1. “Value Added” in the TPS Literature

The following books on TPS — ranging in vintage from 1977 to 2009 — contain no reference that I could find to value added:

  • Fundamental Principles of Lean Manufacturing, Shigeo Shingo (1977). The English title contains “Lean Manufacturing,” a term that wasn’t coined until a decade after this book came out. Shingo’s title translates to “Original intent of plant improvement” (工場改善の原点的志向).
  • Zero Inventories, Robert W. Hall (1983). This was the first book in English to cover the technical content of TPS. ‘Doc’ Hall is an American academic, who researched Japanese sources. He is still active today in the AME, and was inducted in the Manufacturing Hall of Fame in 2012.
  • Kanban, Just-In-Time at Toyota, JMA (トヨタの現場管理:カンバン方式の正しい進め方, 1985). This is based on training materials from one of the oldest manufacturing consulting firms in Japan.
  • The Evolution of a Manufacturing System at Toyota, Takahiro Fujimoto (1999). Fujimoto is an academic who studied the emergence of TPS in the history of Toyota and, in the process, explains many details of its development in the 1990s.
  • The heart of introducing TPS (トヨタ生産方式導入の奥義)Mikiharu Aoki (2009). The author left Toyota in 2004 after 26 years to become a consultant. He is still in his fifties, and what he describes is not your grandfather’s TPS. Still, there is not a word about value added.
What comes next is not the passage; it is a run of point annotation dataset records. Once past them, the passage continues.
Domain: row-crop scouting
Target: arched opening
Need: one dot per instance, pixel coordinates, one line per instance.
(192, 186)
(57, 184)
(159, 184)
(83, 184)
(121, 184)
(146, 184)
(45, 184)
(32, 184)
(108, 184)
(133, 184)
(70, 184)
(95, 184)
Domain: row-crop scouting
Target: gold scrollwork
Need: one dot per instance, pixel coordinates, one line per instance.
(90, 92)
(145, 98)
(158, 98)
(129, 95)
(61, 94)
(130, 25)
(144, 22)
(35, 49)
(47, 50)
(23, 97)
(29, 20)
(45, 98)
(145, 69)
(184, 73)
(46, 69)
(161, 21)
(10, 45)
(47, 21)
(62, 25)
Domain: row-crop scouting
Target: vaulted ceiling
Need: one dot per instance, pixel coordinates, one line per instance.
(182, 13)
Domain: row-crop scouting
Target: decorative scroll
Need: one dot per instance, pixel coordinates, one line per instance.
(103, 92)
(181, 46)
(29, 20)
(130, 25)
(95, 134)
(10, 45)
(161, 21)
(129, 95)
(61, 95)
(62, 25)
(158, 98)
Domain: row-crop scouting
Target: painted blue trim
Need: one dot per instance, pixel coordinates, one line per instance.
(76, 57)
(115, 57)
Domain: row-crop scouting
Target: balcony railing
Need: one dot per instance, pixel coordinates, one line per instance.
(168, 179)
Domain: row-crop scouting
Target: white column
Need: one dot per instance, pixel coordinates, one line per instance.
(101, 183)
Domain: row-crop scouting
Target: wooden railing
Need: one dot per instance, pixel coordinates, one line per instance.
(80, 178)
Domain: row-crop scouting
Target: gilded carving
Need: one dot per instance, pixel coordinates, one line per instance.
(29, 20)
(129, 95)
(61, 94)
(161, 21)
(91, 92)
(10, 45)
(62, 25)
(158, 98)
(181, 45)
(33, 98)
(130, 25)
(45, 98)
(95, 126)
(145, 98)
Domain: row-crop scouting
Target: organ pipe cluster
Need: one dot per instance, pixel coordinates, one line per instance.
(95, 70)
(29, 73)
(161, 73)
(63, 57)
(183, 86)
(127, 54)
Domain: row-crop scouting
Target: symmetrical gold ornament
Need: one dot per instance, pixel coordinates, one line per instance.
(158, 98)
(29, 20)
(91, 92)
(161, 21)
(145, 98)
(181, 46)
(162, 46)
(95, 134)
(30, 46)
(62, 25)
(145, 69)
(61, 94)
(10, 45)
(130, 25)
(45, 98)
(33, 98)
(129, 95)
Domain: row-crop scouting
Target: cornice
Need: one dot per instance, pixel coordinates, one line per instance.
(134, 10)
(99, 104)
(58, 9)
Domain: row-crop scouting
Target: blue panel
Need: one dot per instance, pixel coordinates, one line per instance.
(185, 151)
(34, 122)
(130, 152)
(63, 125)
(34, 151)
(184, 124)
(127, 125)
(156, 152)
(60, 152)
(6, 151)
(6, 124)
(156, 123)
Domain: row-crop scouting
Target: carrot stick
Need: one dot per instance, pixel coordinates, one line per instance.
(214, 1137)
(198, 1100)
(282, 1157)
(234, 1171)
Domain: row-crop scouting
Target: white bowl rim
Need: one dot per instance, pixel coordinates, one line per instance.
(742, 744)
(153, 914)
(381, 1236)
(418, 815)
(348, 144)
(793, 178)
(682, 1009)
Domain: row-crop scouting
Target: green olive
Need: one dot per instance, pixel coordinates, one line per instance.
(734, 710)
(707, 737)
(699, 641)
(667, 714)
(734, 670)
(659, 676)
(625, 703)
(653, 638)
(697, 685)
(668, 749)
There are mentions of value added in a few books on TPS, but they are brief and no connection is made with customers’ willingness to pay. In these books, what is called “value added” is what physically transforms the product, a definition that, incidentally, has its own problems. Following are the books I have on TPS that contain a fleeting mention of value added:

  • Toyota Production System, Taiichi Ohno (トヨタ生産方式, 1978). “Value Added” is discussed on pp. 57-58, and that’s it: two pages out of a 132-page book. The English translation includes the following diagram, which does not quite match the Japanese original:

    Ohno's-pie-chart-of-operator-time-in-translation

The original, Japanese diagram was as follows, with my  own annotations in red:

Ohno's-pie-chart-of-operator-time

There are differences in both style and content:

      • The “Value-added work” caption in the translation does not make sense in its context and does not match the original, which is just one word, “sagyo” (作業) which just means work or operation.
      • The bullet lists in the translation do not match the starred captions in the original, which only contain the first two items. I don’t know why the translator added items to each list.
      • The original figure is in the style of a comic strip, which is almost standard for the Japanese literature on manufacturing. It is not intended to impress readers of the Harvard Business Review, but to communicate with people who read manga while riding trains to work.

One vital feature of this discussion is that it is exclusively about the breakdown of operator movements. It is not about materials handlers, managers or any kind of support groups, whose work is branded as intrinsically “non-value added” by managers who have read the US Lean literature.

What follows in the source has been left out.